Blog d’Alain Billen – 05/04/2016 18:17:25


Quel courage, cette équipe de « Charlie Hebdo » ! Pour garder l’image de ceux qui osent encore, les caricaturistes ont décidé de travestir et de moquer les victimes du génocide des batutsi du Rwanda et leurs familles à travers la personne de Stromae, un artiste d’origine Rwandaise, suffisamment connu pour que le journal lui consacre sa « Une ».

Ce faisant, en instrumentalisant l’histoire personnelle, et combien tragique de « STROMAE », l’équipe de Riss atteint dans leur conscience et dans leur affect, toutes les familles qui ont réellement vécu des situations dramatiques. Car le génocide de 1994 est encore vivace dans toutes les familles. Les sociologues le savent : lorsque la commission des crimes est d’une violence extrême, le traumatisme des victimes et de leur entourage ne s’efface jamais. Les souvenirs de la tragédie sont d’autant plus présents au Rwanda que dans plusieurs régions du pays, des groupes de rescapés, aujourd’hui même, continuent de chercher des proches, qu’ils déterrent afin de leur offrir une sépulture décente ! De plus, dans quelques jours le pays va rentrer dans une période de deuil en souvenir du génocide.

Mais pour Charlie hebdo, le Rwanda est loin, perdu quelque part au centre du continent africain. En fait, il est tout proche ; au coeur du quotidien de chaque foyer, aux quatre coins du pays. L’attaque personnelle cible dès lors chaque femme et chaque homme qui a ce vécu en partage.
Elle est d’autant plus révoltante qu’il y a peu Stromae était revenu pour la première fois au Rwanda, évoquant son affliction et le souvenir de sa famille décimée par un immense « gang des barbares »* Pour des journalistes occidentaux, le sujet était facile, car nous sommes à l’avant-veille des commémorations du génocide perpétré contre les batutsi au RWANDA.

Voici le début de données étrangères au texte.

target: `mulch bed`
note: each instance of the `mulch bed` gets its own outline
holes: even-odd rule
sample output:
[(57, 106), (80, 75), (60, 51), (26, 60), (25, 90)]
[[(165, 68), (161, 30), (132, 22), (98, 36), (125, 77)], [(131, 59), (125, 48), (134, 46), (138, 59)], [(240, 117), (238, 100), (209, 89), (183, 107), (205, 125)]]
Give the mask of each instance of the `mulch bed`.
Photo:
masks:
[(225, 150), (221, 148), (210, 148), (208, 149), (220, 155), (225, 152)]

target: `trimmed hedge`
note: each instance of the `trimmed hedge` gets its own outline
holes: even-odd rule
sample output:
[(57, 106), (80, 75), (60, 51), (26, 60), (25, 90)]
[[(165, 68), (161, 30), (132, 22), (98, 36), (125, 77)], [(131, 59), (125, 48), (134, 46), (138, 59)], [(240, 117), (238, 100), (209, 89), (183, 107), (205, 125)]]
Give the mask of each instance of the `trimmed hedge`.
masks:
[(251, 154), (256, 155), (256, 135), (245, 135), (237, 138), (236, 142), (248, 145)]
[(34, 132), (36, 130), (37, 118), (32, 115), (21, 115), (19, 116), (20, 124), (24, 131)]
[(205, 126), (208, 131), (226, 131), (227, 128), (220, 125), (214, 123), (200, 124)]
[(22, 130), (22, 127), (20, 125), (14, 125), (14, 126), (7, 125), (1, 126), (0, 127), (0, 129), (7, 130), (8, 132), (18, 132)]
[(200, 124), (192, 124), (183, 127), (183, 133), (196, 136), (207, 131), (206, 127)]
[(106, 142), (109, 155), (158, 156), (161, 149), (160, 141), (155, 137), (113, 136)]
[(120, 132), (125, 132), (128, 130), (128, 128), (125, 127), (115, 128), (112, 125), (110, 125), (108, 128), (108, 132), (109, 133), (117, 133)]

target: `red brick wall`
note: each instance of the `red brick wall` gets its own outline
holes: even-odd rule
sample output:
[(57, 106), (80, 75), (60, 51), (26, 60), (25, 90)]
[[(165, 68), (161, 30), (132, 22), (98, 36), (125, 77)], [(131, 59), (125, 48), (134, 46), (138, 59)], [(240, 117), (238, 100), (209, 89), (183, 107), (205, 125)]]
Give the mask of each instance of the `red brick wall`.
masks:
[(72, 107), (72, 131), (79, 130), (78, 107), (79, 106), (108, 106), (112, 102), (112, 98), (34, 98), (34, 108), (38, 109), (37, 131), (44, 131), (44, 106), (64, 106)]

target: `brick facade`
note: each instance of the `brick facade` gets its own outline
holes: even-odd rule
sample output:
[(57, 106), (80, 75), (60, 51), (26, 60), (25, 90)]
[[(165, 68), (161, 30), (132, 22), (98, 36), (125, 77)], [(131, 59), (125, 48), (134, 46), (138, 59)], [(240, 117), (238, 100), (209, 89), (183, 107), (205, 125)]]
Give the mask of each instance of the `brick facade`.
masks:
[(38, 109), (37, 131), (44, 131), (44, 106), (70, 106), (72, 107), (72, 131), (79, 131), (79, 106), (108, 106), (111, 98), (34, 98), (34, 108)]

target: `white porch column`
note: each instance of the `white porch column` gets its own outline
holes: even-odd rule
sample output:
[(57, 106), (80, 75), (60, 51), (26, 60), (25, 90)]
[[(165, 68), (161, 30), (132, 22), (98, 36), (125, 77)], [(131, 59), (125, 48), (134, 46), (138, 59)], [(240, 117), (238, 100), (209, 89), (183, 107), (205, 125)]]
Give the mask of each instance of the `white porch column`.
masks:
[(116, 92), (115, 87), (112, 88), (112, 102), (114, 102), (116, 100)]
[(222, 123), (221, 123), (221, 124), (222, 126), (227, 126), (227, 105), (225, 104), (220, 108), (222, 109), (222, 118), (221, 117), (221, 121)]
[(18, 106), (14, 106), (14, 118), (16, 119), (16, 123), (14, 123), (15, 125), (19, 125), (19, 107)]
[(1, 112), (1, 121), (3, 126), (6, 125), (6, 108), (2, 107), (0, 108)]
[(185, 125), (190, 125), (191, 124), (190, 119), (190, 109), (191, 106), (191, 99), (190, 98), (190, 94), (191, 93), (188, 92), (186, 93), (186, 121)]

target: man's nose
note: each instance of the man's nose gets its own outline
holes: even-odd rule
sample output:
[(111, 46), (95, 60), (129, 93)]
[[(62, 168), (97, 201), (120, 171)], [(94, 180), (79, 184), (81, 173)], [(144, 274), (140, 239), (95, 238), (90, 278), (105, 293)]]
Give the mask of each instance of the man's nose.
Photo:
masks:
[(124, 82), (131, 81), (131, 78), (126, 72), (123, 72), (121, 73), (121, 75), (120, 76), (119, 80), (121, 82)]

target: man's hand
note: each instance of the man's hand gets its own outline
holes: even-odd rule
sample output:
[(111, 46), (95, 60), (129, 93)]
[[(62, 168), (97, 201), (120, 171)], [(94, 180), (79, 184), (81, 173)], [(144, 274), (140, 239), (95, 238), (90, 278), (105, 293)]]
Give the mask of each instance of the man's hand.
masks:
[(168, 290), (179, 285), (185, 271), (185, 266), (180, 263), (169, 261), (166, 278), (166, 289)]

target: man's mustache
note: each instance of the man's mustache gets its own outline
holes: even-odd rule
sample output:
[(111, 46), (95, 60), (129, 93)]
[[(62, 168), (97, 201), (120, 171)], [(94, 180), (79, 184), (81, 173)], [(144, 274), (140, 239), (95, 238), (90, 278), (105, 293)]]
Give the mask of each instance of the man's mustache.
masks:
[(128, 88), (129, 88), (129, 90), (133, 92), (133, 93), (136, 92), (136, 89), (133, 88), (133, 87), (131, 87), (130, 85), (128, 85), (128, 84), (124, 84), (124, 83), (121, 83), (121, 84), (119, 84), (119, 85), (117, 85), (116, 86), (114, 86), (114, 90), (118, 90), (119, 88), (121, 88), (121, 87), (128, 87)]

La Belgique sera d’ailleurs présente dans les esprits à ces journées du Souvenir, un pays cher à Stromae puisqu’il est de nationalité belge. Cette circonstance n’a pas pu être négligée par l’équipe de dessinateurs. Au moment où les Belges sont dans le deuil après les épouvantables attentats qui ont frappés Bruxelles le 22 mars dernier, la « Une » du journal est une faute inexcusable.

Arrêtons-nous un instant et réfléchissons au parallélisme des formes ou des situations.

A l’instar de tous les Belges il y a quelques jours et des français en janvier 2015 lors des attentats contre le siège du journal, les Rwandais ont été éprouvés par le drame de Paris et de Bruxelles. Mais il ne leur est pas venu à l’idée de se moquer des morts et des blessés, ni des survivants de la Rédaction de Charlie hebdo. Ceux-là même qui aujourd’hui font de leurs dessins, des armes.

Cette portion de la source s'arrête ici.